Xena era mucho mejor que un humano: su mirada transmitía ternura, amor infinito, comprensión y calma. Ladraba nada más por no dejar pero nunca tenía la intención de hacer verdadero daño. Tenía la habilidad de empatizar con humanos y animales y siempre iba en auxilio del desvalido, del extraño sin importar si era perro, gato o un niño con el pañal sucio. Sin embargo, también tenía un aguijón clavado en la carne: sufría displasia y cargó con ese mal desde muy joven. Al principio no le prestamos atención pero conforme los años se le recargaron tuvimos que darle tratamiento. Se tragó frascos enteros de Artoflex, pero la mejoría era momentánea.

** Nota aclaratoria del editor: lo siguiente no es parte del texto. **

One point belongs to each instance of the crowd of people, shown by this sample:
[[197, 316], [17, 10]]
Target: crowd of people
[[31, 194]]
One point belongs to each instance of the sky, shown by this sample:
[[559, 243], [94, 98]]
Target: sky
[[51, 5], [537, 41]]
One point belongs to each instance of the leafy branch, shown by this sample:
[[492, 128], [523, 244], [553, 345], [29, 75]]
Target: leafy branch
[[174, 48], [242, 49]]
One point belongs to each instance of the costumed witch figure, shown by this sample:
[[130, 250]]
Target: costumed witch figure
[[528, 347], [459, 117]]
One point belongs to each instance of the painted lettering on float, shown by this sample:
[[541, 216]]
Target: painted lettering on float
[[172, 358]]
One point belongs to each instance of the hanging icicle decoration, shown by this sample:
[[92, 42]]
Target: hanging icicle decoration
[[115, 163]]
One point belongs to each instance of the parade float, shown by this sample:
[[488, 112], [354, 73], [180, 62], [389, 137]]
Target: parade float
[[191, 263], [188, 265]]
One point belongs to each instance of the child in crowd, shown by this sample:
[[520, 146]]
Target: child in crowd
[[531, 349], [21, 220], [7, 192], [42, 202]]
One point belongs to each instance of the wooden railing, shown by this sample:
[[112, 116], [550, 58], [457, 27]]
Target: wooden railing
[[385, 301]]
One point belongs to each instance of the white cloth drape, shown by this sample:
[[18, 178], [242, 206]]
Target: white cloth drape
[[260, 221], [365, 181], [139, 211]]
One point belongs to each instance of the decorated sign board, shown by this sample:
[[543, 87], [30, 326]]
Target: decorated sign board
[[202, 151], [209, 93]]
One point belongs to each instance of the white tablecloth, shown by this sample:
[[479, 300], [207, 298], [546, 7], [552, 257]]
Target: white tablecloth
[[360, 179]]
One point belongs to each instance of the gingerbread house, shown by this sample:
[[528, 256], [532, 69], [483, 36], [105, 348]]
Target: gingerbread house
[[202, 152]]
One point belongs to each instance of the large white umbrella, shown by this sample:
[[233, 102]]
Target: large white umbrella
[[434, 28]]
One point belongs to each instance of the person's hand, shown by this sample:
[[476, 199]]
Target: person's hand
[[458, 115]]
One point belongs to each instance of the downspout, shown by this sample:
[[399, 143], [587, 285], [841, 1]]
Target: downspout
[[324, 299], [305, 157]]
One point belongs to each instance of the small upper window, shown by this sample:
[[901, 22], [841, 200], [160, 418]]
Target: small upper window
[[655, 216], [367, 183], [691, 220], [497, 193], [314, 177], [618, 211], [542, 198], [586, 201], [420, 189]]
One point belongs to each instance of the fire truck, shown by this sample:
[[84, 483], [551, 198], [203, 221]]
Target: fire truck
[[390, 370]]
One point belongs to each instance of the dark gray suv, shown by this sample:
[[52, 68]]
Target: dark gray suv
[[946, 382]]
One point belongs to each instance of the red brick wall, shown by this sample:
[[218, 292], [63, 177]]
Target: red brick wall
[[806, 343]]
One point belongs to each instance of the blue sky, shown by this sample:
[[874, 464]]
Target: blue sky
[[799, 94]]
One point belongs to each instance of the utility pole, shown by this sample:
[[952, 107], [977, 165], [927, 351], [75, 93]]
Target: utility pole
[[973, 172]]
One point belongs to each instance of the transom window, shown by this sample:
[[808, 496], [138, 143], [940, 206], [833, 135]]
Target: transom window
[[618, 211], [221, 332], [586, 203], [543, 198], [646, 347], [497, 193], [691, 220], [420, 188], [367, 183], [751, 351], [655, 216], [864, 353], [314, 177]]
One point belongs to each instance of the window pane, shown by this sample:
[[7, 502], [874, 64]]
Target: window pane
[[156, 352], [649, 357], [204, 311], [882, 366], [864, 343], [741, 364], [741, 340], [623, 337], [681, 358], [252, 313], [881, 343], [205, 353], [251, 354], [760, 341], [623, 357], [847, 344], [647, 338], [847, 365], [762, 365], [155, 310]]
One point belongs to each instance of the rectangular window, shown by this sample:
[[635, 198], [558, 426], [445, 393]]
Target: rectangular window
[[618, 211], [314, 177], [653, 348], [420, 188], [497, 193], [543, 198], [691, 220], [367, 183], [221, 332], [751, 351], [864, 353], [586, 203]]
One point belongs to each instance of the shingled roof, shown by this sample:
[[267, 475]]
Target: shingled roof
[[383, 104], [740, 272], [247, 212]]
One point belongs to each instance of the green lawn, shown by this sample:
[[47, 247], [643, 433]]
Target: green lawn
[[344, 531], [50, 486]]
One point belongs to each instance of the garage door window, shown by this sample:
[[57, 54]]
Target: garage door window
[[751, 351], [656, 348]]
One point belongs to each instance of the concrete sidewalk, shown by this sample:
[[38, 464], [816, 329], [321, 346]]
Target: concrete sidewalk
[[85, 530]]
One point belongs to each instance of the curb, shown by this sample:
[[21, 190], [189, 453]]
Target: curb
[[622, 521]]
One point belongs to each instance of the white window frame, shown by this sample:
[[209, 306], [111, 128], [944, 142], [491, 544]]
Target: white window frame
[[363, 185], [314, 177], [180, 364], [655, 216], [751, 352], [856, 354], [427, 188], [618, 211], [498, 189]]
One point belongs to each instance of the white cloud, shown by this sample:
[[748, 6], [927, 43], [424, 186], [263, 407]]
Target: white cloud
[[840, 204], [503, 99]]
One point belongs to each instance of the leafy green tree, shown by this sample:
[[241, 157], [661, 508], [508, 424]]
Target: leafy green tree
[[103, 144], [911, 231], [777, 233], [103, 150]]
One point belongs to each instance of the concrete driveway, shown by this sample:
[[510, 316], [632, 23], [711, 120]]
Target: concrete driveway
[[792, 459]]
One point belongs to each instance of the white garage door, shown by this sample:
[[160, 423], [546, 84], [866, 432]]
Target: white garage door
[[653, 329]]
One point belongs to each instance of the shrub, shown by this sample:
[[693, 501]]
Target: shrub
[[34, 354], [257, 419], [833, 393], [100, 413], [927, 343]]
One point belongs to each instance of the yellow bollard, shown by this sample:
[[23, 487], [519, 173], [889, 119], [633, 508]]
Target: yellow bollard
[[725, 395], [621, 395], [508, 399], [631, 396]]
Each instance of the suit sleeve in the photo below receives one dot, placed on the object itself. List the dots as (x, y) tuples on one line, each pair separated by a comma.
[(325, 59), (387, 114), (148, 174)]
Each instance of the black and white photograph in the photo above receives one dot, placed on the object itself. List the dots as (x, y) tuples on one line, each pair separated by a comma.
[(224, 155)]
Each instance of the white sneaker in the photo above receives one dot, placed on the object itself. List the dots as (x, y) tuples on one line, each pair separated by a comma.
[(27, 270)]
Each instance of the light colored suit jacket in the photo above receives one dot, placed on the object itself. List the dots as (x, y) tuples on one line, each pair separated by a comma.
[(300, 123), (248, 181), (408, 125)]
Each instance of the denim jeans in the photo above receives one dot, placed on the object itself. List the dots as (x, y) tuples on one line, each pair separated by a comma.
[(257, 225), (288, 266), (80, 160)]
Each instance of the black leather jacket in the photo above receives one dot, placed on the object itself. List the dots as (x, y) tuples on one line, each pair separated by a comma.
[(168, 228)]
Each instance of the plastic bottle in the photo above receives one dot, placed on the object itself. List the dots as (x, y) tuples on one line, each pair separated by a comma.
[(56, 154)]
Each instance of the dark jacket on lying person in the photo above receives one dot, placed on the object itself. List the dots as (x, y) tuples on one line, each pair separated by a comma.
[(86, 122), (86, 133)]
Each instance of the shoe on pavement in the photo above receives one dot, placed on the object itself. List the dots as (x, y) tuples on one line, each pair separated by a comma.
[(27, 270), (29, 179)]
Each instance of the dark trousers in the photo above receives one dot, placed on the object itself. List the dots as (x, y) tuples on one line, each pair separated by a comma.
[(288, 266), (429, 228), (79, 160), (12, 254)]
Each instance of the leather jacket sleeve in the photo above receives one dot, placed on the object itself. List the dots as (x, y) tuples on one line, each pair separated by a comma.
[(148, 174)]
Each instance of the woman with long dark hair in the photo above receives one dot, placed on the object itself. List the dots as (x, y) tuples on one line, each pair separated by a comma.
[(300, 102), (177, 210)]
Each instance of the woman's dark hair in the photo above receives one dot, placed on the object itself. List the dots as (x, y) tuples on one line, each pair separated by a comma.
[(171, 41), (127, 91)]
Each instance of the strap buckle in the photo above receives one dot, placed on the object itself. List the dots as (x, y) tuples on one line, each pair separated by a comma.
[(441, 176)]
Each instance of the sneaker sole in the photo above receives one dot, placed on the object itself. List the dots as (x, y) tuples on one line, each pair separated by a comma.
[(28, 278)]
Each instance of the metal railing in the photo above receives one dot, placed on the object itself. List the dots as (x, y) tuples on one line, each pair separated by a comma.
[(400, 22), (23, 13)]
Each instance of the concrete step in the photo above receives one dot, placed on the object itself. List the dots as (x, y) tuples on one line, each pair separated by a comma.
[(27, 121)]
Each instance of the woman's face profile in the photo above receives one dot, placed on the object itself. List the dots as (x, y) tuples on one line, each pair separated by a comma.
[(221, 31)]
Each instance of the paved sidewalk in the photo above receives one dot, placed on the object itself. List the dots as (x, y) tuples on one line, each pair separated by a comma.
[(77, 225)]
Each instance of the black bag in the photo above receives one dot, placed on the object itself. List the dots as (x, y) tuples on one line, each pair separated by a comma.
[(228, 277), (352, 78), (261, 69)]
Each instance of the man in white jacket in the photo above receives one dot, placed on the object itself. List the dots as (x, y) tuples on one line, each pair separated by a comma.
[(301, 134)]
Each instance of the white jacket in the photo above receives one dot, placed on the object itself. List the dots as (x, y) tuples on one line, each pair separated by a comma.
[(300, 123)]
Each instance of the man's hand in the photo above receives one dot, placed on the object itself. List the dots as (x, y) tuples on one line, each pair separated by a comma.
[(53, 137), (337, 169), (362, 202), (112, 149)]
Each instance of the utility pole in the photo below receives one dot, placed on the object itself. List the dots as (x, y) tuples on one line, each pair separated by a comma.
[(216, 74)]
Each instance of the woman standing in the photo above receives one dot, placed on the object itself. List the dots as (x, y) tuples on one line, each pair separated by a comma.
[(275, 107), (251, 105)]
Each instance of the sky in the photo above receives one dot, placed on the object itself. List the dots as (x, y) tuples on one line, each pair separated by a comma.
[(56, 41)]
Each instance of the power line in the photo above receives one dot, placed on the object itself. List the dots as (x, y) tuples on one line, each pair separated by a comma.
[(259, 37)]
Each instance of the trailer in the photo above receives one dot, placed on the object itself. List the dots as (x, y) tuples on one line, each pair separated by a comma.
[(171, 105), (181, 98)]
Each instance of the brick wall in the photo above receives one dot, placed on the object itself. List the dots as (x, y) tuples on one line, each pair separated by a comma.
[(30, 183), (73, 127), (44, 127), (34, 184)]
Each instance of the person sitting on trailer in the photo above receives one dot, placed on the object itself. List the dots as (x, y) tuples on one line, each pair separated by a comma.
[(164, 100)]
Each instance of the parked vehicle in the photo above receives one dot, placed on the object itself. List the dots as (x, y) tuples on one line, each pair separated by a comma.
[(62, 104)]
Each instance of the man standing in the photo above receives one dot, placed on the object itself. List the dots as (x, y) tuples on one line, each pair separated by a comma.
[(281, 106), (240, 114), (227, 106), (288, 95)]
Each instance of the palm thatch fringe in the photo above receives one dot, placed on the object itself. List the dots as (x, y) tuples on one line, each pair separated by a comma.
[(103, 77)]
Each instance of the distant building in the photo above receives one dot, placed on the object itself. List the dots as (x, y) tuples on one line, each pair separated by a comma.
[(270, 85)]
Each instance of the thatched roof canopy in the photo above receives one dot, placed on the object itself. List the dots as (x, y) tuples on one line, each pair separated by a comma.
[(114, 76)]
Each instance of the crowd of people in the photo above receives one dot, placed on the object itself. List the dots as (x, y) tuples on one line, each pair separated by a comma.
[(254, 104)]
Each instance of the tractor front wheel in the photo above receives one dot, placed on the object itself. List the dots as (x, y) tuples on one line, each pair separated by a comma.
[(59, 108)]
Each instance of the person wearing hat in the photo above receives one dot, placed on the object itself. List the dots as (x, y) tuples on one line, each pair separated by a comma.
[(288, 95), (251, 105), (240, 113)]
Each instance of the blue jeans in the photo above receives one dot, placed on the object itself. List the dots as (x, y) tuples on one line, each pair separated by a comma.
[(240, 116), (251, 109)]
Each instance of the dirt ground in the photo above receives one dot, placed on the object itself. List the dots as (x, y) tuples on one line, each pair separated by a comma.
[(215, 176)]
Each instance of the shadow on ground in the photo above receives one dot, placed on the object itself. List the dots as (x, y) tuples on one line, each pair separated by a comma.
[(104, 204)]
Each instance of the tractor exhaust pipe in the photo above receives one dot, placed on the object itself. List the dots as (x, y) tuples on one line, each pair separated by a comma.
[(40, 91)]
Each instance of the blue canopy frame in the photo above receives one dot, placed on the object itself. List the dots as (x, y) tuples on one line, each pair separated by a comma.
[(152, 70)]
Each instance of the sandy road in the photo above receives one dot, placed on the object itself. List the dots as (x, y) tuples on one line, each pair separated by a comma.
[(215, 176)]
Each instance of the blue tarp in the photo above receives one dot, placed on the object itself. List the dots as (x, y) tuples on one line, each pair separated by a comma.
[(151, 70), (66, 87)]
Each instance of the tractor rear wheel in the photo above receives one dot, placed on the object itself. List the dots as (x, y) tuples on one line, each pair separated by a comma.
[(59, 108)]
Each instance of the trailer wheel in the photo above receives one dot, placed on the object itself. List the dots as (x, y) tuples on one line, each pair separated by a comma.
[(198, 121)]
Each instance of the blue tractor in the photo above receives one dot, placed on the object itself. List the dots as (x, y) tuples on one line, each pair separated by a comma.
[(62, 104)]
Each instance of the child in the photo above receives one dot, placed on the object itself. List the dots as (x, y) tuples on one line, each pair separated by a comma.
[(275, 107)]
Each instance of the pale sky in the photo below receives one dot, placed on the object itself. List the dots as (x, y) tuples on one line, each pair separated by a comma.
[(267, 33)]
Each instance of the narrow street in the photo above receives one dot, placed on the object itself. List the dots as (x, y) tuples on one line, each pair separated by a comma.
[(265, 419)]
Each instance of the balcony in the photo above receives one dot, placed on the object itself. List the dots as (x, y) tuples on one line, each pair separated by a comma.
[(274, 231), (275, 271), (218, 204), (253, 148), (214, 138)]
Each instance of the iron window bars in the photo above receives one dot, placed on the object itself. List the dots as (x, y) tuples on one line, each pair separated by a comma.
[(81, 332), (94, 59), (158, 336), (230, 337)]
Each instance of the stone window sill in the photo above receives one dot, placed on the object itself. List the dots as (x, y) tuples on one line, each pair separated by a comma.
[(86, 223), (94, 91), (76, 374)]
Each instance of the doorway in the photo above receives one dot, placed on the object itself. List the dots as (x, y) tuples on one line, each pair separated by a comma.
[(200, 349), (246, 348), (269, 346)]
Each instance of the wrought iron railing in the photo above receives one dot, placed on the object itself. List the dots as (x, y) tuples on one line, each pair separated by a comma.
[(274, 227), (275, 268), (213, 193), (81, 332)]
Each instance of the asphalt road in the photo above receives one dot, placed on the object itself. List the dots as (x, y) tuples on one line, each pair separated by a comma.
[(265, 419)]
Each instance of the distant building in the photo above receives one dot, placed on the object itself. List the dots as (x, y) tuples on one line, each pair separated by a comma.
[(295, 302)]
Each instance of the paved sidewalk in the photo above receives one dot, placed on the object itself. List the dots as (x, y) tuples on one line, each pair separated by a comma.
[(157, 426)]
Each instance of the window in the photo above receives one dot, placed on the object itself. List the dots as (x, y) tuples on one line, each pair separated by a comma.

Xena vivió con nosotros nueve años, más que cualquiera de nuestras mascotas, menos de lo que hubiéramos deseados de un animal tan noble. Un día dejó de comer y al otro ya no pudo levantarse. Pronto empezaron a formarsele llegas y el dolor no la dejaba dormir. Decidimos que había que sacrificarla. La intención era que no sufriera (aunque yo propuse quebrarle el cuello, para que nos saliera más barato). Contactamos a un veterinario y sedativo en mano se dispuso a dormirla. La sacamos de su rincón y la llevamos a rastras a un lugar más iluminado, el animal no dejó de gritar un solo instante. El doctor trató de inyectarle la vena, pero ya no encontró circulación. Entonces tuvo que apuntarle directo al corazón. Le dio tres piquetes certeros y el animal luchó como nunca. Se quejó, se convulsionó, se orinó del dolor y luego se fue poniendo rígida, a la par que su respiración se hacía cada vez infrecuente. Sus ojos se pusieron opacos y tras un estertor final se quedó quieta en el amargo estado de la muerte. A mis padres no les permitieron quedarse, yo me quedé por la morbosidad de mirar a la muerte a los ojos. Debo admitir que no sentí nada: ni miedo, ni nauseas ni lastima. Fue todo una indiferencia total ante la partida de un ser tan fiel que me espanté por mi insensibilidad.

La enterraron en la última jardinera libre de nuestro terreno. Y hacer esto no fue cosa fácil. Antes hubo que cortar un árbol, extraer la raíz y  abrir un hoyo gigantesco. Luego la enrollaron y la dejaron en su reposo final. El funeral costó $900.00

Ahora sólo nos quedan los recuerdos de su belleza interior y su generosidad. Quedan también sus travesuras, como la manía de meter el hocico en el trasero de la gente, el robo furtivo de la comida en el comedor, la primera vez que cazó un mohon del excusado, que le valió su primer castigo y su primer llanto (en verdad lloró).

La niña, como la llamaban, la siempre virgen que en sus días de celo dejaba sangre por todos lados, ya está en paz. El dolor se fue. Dicen que todos los perros van al cielo, así que ella debe estar allá, dandole hocicazos a los angeles, o robandoles sus taquitos de maná mientras los mira con picardía e inocencia.